Saya betul-betul heran
dengan kata-kata saya sendiri, terutama seruan untuk mengampuni sopir yang
telah menabraknya. Saya yakin hikmat itu datangnya dari Roh Kudus. "Sudah
jangan ingat-ingat lagi. Kamu jangan marah. Saat kamu mengampuni orang yang
menabrak, Tuhan Yesus pasti mengampuni kamu. Ketika dosa kita diampuni, maka
apa yang kamu minta pasti Tuhan dengar, sebab penghalang doa kita menurut
firman Tuhan tak lain adalah dosa kita," tegas saya lagi. Sejujurnya,
antara iman saya dan kenyataan waktu itu bertentangan, tapi saya harus belajar
beriman. Di ruang ICU saya tetap berdoa, menyanyi, dan membacakan Alkitab untuk
suami saya. Kalau saya sedang menyanyi seluruh ruangan bisa mendengar. Mereka
memandangi saya.
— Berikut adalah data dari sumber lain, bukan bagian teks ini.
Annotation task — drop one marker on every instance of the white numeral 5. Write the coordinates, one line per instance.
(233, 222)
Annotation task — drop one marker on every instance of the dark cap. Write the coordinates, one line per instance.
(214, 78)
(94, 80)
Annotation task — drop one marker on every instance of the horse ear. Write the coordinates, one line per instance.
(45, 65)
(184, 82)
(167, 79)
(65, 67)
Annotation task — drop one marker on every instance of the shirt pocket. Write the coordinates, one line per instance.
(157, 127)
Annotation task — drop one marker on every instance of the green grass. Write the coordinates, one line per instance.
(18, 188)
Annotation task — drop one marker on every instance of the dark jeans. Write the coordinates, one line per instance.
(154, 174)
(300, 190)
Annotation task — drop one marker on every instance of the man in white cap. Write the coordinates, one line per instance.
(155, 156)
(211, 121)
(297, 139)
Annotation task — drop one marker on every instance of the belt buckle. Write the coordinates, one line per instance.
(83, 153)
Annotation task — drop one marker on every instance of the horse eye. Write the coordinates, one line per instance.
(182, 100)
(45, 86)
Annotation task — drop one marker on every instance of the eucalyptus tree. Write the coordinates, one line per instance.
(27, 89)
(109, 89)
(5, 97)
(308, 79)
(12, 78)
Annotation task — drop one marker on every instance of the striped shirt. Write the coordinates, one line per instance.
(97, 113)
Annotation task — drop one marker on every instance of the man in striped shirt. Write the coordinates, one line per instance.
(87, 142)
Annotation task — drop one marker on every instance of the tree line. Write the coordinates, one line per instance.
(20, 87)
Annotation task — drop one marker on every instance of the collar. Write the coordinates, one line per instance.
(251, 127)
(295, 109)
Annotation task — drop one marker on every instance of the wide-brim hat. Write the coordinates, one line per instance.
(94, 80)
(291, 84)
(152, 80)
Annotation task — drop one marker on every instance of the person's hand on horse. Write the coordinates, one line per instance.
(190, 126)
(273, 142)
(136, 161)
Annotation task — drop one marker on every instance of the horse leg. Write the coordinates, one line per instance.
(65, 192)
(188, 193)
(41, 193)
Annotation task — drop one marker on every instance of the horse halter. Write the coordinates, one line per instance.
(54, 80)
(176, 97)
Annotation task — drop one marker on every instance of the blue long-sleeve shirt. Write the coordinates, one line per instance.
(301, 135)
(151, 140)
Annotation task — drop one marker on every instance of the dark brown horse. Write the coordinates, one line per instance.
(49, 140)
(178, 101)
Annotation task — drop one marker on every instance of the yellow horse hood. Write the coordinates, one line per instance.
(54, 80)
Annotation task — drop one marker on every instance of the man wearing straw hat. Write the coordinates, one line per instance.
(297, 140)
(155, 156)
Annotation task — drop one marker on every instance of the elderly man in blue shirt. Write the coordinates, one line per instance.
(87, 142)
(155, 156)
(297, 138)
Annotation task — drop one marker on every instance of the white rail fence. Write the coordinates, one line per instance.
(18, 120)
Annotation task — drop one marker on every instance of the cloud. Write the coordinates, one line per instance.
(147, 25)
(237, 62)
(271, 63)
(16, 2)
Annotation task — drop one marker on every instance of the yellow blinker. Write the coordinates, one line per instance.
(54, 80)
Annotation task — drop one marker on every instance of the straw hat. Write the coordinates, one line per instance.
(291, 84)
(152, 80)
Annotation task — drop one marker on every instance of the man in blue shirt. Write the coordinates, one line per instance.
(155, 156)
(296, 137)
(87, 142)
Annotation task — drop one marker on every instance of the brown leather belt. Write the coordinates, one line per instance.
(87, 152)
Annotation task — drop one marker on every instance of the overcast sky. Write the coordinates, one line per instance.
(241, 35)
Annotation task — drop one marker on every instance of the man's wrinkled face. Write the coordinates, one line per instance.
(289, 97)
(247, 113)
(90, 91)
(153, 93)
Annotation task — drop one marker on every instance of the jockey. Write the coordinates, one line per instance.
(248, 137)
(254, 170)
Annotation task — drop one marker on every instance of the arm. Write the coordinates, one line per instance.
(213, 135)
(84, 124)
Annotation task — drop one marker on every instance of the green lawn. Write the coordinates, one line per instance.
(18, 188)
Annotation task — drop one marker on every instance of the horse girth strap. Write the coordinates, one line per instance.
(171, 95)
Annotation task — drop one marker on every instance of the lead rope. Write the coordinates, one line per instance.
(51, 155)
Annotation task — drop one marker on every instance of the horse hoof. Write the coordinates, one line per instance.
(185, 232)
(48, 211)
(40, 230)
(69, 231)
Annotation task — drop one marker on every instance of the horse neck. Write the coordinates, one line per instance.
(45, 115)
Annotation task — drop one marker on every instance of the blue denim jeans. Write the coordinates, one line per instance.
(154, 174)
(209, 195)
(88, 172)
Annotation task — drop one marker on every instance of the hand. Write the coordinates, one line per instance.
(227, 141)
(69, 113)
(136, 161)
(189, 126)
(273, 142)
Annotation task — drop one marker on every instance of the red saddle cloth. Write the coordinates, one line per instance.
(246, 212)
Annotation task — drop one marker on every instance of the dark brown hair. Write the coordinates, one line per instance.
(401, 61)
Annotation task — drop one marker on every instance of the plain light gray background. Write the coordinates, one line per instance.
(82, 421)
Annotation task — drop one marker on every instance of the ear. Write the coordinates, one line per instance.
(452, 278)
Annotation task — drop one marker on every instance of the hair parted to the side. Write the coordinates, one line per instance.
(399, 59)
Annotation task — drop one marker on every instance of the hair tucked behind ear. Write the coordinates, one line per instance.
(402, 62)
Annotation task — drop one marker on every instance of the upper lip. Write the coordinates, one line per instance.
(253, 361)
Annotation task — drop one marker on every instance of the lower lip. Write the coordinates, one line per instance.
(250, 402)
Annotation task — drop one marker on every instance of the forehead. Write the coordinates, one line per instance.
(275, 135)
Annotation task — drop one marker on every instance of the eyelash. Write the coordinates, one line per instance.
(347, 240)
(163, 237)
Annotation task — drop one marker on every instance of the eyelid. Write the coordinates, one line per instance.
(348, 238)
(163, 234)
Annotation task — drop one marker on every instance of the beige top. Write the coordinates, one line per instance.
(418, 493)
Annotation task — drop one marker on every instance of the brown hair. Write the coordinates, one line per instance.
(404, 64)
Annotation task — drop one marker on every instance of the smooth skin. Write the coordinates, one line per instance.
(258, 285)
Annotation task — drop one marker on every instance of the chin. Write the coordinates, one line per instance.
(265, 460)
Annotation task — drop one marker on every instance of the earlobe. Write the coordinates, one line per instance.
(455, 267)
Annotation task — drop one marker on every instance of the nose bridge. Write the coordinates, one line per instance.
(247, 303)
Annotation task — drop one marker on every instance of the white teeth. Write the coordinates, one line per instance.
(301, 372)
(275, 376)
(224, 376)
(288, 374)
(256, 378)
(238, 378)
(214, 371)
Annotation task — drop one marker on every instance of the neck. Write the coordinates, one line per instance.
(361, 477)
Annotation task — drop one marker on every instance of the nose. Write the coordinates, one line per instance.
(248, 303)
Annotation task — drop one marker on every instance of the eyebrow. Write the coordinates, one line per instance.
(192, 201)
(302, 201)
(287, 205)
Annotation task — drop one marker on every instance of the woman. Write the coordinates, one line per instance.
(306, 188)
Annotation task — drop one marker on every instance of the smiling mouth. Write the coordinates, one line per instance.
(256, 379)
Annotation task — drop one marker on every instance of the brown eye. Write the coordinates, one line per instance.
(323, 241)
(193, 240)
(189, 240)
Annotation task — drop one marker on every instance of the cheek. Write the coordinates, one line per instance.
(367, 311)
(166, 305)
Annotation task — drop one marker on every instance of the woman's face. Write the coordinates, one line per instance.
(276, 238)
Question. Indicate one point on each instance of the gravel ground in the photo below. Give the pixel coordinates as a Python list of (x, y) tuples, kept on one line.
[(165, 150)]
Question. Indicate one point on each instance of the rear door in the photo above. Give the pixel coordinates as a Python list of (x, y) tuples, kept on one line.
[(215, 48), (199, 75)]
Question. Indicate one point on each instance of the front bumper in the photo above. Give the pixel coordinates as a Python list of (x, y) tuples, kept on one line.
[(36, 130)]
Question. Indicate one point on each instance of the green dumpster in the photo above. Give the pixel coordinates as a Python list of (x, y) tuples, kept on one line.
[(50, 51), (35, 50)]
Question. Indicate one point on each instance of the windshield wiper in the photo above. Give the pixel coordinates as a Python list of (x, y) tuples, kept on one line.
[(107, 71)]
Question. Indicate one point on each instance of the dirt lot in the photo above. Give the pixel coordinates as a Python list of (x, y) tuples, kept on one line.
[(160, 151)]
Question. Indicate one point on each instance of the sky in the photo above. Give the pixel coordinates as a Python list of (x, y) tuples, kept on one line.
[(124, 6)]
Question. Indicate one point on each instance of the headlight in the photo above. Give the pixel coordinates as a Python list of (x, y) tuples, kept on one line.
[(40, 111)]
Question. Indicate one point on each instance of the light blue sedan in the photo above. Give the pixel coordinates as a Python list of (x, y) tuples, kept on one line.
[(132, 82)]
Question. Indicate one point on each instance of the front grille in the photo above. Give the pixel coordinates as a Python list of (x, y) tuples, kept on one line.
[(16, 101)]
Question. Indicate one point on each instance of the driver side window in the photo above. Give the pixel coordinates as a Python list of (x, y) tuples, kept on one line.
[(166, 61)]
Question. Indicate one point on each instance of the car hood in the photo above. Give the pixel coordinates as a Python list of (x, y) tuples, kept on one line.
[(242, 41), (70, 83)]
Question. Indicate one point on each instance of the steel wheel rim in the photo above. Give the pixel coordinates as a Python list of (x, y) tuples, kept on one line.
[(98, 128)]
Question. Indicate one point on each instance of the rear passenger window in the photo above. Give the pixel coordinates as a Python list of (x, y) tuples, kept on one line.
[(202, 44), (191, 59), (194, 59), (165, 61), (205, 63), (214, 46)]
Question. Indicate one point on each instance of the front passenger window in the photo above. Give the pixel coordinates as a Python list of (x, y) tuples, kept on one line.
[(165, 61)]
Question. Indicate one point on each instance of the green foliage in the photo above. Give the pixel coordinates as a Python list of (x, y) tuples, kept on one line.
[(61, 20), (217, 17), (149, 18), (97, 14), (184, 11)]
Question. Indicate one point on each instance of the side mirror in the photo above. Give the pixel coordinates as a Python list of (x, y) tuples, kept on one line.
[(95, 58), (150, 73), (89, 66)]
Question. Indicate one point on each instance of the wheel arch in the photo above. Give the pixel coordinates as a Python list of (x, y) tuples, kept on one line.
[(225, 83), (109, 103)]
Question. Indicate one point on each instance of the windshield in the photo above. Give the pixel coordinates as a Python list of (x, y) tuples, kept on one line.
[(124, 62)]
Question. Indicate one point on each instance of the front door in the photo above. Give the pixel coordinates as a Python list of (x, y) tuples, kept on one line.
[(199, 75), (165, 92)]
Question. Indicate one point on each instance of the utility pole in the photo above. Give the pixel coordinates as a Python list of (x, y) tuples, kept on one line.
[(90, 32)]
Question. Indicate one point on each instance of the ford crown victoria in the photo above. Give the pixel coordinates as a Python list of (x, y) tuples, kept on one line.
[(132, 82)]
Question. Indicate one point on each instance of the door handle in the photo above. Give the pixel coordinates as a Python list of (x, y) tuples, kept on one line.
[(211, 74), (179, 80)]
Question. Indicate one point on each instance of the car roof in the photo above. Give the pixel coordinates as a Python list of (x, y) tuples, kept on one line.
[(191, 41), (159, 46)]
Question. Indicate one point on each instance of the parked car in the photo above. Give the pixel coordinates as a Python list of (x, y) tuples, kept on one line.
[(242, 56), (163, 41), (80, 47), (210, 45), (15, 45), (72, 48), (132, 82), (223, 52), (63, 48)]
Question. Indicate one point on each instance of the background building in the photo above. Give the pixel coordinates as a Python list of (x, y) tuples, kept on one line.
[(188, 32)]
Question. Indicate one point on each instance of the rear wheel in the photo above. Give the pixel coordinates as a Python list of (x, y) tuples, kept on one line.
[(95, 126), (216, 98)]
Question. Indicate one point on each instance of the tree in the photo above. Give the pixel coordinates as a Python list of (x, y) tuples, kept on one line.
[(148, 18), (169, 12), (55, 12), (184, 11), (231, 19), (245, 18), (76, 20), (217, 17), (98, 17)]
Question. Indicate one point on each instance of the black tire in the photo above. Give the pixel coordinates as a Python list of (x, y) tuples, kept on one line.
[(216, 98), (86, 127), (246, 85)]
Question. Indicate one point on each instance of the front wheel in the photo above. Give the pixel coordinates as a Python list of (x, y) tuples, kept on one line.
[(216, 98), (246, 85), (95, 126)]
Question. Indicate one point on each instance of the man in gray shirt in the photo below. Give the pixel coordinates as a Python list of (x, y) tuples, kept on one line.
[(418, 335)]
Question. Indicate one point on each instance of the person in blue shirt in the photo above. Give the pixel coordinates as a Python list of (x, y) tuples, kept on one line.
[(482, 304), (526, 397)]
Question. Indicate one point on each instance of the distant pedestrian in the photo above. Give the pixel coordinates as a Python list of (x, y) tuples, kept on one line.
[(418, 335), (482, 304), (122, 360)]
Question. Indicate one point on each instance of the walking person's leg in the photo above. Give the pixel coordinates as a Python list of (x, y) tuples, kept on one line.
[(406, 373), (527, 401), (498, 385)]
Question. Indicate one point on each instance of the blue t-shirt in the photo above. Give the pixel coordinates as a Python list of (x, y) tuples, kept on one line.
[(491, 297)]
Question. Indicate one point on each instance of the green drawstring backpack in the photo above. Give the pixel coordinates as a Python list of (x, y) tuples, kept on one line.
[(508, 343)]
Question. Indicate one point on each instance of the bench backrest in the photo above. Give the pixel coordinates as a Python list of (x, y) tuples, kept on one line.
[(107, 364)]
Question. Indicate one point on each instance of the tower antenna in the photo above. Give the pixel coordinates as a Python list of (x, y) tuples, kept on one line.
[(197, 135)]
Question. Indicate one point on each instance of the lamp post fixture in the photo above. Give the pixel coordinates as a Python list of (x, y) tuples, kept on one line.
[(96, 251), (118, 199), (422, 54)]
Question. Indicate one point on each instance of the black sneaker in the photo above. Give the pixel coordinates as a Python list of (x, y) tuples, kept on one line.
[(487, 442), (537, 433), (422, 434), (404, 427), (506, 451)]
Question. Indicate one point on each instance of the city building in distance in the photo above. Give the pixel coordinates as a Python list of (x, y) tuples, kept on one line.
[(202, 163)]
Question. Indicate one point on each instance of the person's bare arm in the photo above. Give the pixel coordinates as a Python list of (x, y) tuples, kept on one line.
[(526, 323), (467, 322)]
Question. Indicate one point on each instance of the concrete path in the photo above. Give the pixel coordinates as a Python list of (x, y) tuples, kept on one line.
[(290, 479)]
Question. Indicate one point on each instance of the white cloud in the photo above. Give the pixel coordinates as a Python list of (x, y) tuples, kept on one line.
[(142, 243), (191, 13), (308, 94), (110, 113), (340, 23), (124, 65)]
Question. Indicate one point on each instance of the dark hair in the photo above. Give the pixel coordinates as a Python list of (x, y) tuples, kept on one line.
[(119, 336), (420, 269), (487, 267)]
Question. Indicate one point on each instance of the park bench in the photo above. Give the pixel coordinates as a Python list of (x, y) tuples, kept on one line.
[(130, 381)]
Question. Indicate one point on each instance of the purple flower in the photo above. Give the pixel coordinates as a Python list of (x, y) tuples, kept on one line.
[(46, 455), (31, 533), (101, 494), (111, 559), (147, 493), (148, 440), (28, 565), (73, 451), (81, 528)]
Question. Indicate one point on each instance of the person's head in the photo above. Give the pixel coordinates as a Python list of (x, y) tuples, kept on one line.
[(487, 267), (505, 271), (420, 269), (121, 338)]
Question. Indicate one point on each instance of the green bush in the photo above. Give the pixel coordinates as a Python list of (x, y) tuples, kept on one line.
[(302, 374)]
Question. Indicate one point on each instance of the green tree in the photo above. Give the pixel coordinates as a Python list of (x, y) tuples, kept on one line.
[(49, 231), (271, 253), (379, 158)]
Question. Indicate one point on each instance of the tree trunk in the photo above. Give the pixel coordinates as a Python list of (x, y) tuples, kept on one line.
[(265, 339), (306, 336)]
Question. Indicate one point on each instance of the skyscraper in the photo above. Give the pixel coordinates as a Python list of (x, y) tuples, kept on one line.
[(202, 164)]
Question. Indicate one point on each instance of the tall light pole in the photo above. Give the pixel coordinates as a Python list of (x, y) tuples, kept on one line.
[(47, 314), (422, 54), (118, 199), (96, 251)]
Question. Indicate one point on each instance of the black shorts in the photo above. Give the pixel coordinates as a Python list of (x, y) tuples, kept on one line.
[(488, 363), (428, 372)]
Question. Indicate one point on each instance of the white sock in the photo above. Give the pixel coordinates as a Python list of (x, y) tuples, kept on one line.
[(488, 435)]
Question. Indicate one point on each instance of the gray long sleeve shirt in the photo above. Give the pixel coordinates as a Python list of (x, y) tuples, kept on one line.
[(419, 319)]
Mungkin mereka membatin, "Bagaimana mungkin suaminya sakit
parah ia masih bisa menyanyi?"
Hari terus bergulir.
Setiap kali dokter jaga datang, saya selalu menanyakan kondisi suami saya.
Jawaban dokter selalu sama, "Tetap saja, belum juga membaik." Suatu
kali, saat saya mengajukan pertanyaan yang sama, jawaban dokter demikian,
"Tunggu besok, ya. Kalau besok tidak panas berarti mendingan, tapi kalau
panas itu artinya berbahaya." Esoknya suhu badan suami benar-benar panas
hingga 40 derajat. Suster di belakang saya saling berbisik, "Wah, tidak
mungkin hidup." Tapi suami saya dapat melewati masa kritis itu dan panas
itu akhirnya turun. Saya terus berdoa. Mata saya benar-benar hanya tertuju pada
Tuhan Yesus.
Hari keenam, pukul
09.00 WIB, keadaan suami kritis lagi. Suami saya pingsan. Untuk menyadarkannya
ia harus ditepuk-tepuk bergantian oleh para suster. Saya segera dipanggil oleh
dokter. Katanya, "Keadaan Bapak...." Namun, sebelum dokter itu
meneruskan kata-katanya, saya langsung memotongnya, "Entahlah Dok, saya
tidak mau mendengarkan apa yang Dokter katakan. Jika Dokter ingin mengatakan
sesuatu, katakan saja kepada pendeta saya." Dokter itu diam dan saya
segera keluar menelepon pak pendeta. Saat itu saya sendirian. Pekerja gereja
yang setiap malam menemani saya pagi itu sudah pulang. Setelah menunggu agak lama,
pak pendeta akhirnya datang. Saya tetap di luar karena takut. Ketika pak
pendeta masuk ia mendapati pengukur detak jantung suami saya sempat lurus.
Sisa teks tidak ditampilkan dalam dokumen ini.